At a distance from power — the battery and the customer

The Northvolt battery plant was supposed to cost around $7 billion, including $4.4 billion from the federal government and $2.9 billion from Quebec, with the idea of building a local battery industry capable of supporting the energy transition and creating a durable industrial base.

Part of that money has already been committed, immobilized, or written off, and the project collapsed before producing a single battery.

Today, Ottawa says the battery sector must be relaunched, with new funding to support the same industry that was already supposed to be supported by the billions committed to the previous project.

At the same time, after discussions led by Mark Carney around the transition and supply chains, several actors in the sector are openly talking about importing Chinese electric vehicles, produced at much lower costs, with their batteries already integrated.

These vehicles arrive complete, tested, amortized over volumes North America has never produced, and they arrive with the most expensive part of the vehicle already installed inside.

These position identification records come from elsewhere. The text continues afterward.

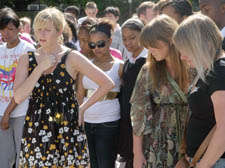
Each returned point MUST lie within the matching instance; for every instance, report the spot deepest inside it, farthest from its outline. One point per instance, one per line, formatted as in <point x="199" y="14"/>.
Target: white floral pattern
<point x="51" y="136"/>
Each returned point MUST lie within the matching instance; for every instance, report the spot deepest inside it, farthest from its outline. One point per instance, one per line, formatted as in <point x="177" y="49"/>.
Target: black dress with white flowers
<point x="51" y="136"/>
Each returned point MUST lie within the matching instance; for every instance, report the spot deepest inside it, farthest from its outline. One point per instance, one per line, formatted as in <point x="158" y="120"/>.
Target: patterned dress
<point x="160" y="118"/>
<point x="51" y="136"/>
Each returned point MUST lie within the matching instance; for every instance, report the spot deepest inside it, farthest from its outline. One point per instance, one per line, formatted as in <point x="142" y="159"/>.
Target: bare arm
<point x="85" y="67"/>
<point x="24" y="85"/>
<point x="5" y="119"/>
<point x="80" y="89"/>
<point x="217" y="144"/>
<point x="121" y="70"/>
<point x="139" y="159"/>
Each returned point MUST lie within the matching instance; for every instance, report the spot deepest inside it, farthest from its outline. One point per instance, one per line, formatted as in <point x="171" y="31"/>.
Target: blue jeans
<point x="102" y="143"/>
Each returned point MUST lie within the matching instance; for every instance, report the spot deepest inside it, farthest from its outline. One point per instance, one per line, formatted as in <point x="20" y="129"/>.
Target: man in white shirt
<point x="11" y="114"/>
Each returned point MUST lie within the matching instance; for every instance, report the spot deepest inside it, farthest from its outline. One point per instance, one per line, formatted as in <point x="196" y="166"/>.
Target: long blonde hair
<point x="162" y="29"/>
<point x="199" y="38"/>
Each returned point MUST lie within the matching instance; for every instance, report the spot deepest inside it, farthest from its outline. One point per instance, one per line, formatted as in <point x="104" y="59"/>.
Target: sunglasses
<point x="99" y="44"/>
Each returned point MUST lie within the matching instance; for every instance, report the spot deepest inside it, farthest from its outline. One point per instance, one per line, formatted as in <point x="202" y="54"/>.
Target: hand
<point x="48" y="63"/>
<point x="202" y="165"/>
<point x="139" y="160"/>
<point x="5" y="122"/>
<point x="81" y="117"/>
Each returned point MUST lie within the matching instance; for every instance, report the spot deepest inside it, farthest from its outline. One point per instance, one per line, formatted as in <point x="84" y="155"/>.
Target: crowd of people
<point x="89" y="93"/>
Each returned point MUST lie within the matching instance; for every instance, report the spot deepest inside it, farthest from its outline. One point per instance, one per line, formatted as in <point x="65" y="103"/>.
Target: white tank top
<point x="106" y="110"/>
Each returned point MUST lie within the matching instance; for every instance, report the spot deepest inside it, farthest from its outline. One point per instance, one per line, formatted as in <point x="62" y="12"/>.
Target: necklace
<point x="10" y="63"/>
<point x="58" y="57"/>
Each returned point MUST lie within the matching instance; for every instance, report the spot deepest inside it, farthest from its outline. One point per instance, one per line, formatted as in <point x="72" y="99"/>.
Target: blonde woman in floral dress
<point x="159" y="104"/>
<point x="52" y="136"/>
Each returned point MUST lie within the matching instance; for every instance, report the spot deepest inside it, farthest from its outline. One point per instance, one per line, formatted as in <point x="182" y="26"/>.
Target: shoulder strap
<point x="177" y="88"/>
<point x="202" y="148"/>
<point x="66" y="54"/>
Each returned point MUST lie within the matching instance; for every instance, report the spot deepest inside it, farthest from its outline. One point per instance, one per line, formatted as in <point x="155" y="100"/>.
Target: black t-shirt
<point x="202" y="117"/>
<point x="130" y="73"/>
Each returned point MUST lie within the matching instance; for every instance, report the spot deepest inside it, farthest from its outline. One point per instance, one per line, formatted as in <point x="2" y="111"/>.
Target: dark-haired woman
<point x="102" y="118"/>
<point x="131" y="30"/>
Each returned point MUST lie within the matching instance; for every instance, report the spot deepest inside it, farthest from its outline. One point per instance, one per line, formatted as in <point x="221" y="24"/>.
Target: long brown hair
<point x="162" y="29"/>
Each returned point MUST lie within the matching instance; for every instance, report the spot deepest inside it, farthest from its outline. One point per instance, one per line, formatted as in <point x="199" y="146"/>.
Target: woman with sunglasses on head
<point x="131" y="30"/>
<point x="101" y="120"/>
<point x="83" y="36"/>
<point x="159" y="104"/>
<point x="200" y="42"/>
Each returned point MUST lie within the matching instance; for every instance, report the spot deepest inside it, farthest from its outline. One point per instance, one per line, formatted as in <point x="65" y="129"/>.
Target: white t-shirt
<point x="8" y="63"/>
<point x="106" y="110"/>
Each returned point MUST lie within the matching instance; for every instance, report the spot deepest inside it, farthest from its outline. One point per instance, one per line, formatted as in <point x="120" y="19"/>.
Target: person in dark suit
<point x="215" y="10"/>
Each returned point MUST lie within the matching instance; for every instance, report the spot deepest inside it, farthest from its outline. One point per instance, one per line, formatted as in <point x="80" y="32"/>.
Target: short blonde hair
<point x="50" y="14"/>
<point x="199" y="38"/>
<point x="25" y="20"/>
<point x="162" y="29"/>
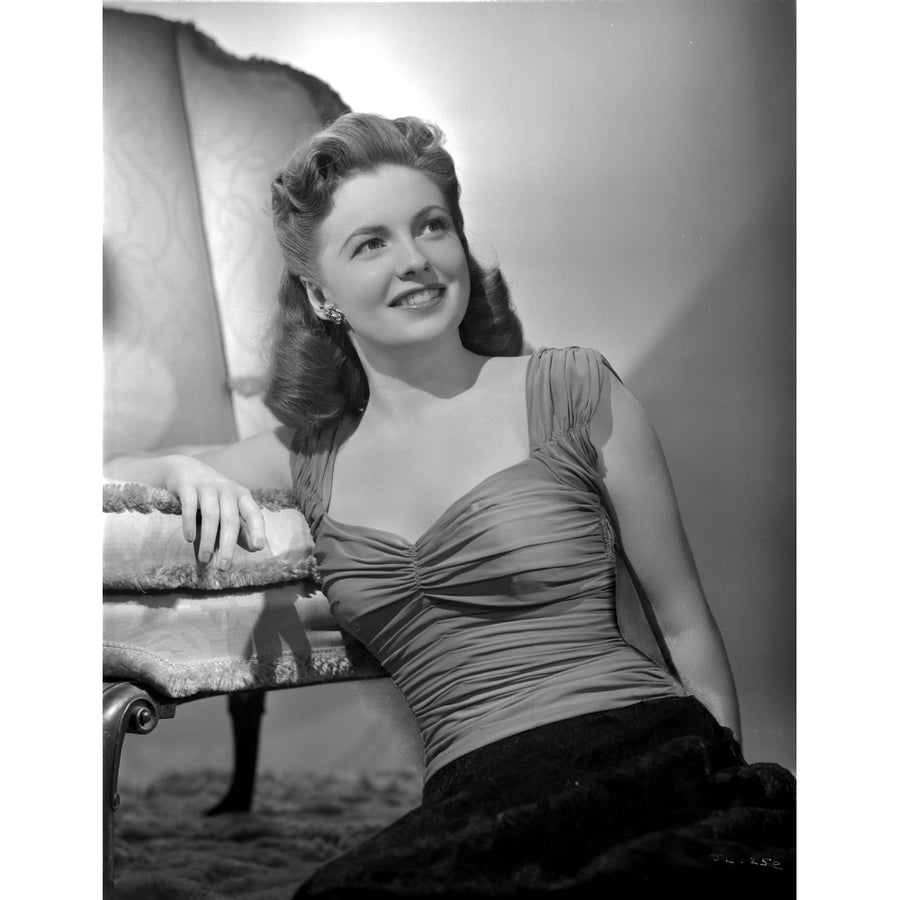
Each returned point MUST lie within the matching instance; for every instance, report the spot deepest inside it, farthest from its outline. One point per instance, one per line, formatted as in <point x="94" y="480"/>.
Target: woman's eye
<point x="437" y="225"/>
<point x="368" y="246"/>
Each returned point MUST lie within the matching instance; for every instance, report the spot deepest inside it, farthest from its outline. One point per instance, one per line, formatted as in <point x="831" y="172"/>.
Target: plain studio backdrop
<point x="631" y="167"/>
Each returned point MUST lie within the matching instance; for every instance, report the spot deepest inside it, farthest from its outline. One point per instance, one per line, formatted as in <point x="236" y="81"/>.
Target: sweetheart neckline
<point x="329" y="471"/>
<point x="414" y="545"/>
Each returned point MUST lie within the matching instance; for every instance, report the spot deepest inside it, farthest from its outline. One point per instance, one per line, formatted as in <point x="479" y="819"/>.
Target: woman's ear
<point x="316" y="298"/>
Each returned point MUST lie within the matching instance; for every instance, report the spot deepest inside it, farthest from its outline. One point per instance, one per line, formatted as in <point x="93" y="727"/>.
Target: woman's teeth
<point x="420" y="298"/>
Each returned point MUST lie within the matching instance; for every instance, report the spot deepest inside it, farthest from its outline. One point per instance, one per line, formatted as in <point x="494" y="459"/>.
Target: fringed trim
<point x="131" y="497"/>
<point x="220" y="676"/>
<point x="188" y="576"/>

The question then becomes very simple:

– Who are we going to sell locally produced batteries to, if the cars we plan to import already come with their own?

The minister talks about energy sovereignty, the deputy minister talks about adjustments, economic bodies talk about resilience, consultants talk about ecosystems, and programs follow one another to keep the sector alive.

Batteries keep arriving from abroad at half the price, and public billions are used to maintain a more expensive local production in the hope that one day it will find a customer.

In the meantime, another industry, a very real one, is running at full speed: the industry of programs, studies, committees, financing structures, and intermediaries who live off the transition, even when the factories themselves remain on paper.

And while batteries keep arriving from elsewhere, and subsidies keep circulating here, the question stays suspended in the middle of the sector: who is the real customer of this industry?